ANITA SAILS THE BABY over her head. “Earth to Spaceship Bertie,” she says. “Earth to Spaceship Bertie. Can you read me?”

The baby’s laugh sounds forced, like Johnny Carson’s when he’s blown a joke. Last week she caught Bertie practicing smiles in the mirror over his crib, phony social smiles for the old ladies who goo-goo him in the street, noticeably different from his real smile. It occurs to her that the baby is embarrassed for her. Lately she’s often embarrassed for herself. This feeling takes her back fifteen years to her early teens, when she and her parents and her younger sister Lynne used to go places—Jones Beach, Prospect Park—and she’d see groups of kids her own age. At the time she had felt that being with her family made her horribly conspicuous; now she realizes that it probably made her invisible.

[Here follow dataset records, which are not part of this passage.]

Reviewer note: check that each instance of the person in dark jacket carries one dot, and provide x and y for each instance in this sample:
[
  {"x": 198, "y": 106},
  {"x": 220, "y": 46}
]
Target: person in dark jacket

The house is quiet. Now since she’s back is the first time Anita can remember being in her parents’ home without the television going. She thinks of the years her father spent trailing her and Lynne from room to room, switching lights off behind them, asking who they thought was paying the electric bills. Yet he never turned the TV off; he’d fall asleep to the Late Show. Now the TV is dark, the house is lit up like a birthday cake, and her father is down in the finished basement, silenced by the acoustical ceiling as he claps his hands, leaps into the air, and sings hymns in praise of God and the Baal Shem Tov.

In the morning, when Anita’s father goes off to the bet hamidrash, the house of study, Anita and her mother and the baby watch Donahue. Today the panel is made up of parents whose children have run away and joined cults. The week Anita came home, there was a show about grown children moving back in with their parents. It reminds Anita of how in high school, and later when she used to take acid, the radio always seemed to play oddly appropriate songs. Hearing the Miracles sing “What’s So Good about Good-bye?” when she was breaking up with a boyfriend had made her feel connected with lovers breaking up everywhere. But now she hates to think that her life is one of those stories that make Donahue go all dewy-eyed with concern.

The twice-divorced mother of a Moonie is blaming everything on broken homes. “Don’t you ever become a Moonie,” Anita whispers, pressing her lips against the back of the baby’s neck. Another mother is describing how her daughter calls herself Prem Ananda, wears only orange clothes, has married a boy the guru’s chosen for her, and, with her doctorate in philosophy, works decorating cakes in the ashram bakery.

“Cakes?” says Anita’s mother. “That’s nothing. Only my Sam waits till he’s fifty-seven to join a cult. After thirty-three years of marriage, he’ll only make love through a hole in the sheet.